Work took it in their usual way.  I have an occupational health assessment tomorrow, which they asked me to have when I joined the company.  I’m quite nervous about it, but will see how it goes.

I’ve been trying to think of something new to do a fundraising event for Fair Access to Colchester.  The group has no money, and I desperately want to advertise and do lots of other things that cost money.  I’ve run some pamper days for a village hall charity before, and I wanted to do something different.

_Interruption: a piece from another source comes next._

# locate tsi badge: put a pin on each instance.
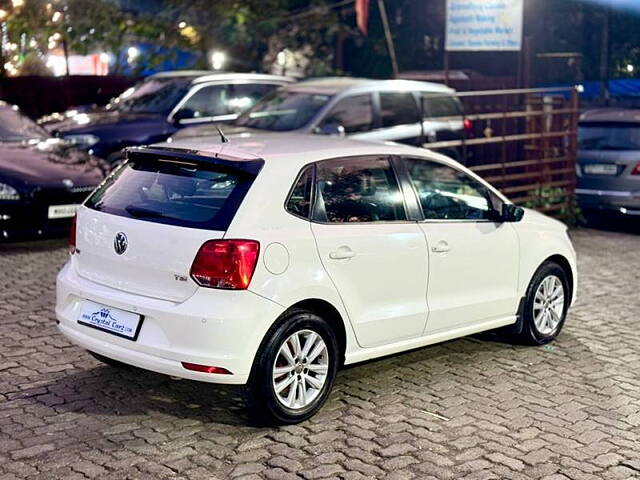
(120, 243)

At the same time, I was trying to arrange a craft themed meeting for Fair Access.  I have found lots of disabled people are into crafts, and that’s how I got into them myself really – by looking for a hobby that could distract me from the pain.   I suddenly realised the craft theme could work on a larger scale – by getting a large hall, and having lots of different crafters in giving small lessons.  For example someone would come in a pay a small fee to make a bracelet, or a card, or paint something.  That way people get to do something fun and try out something they may not have done before.  It’s expensive starting a new hobby, and you want to make sure you’ll like it before you spend money.

I thought I could have some tables selling crafts, some children’s stuff and maybe a raffle or something.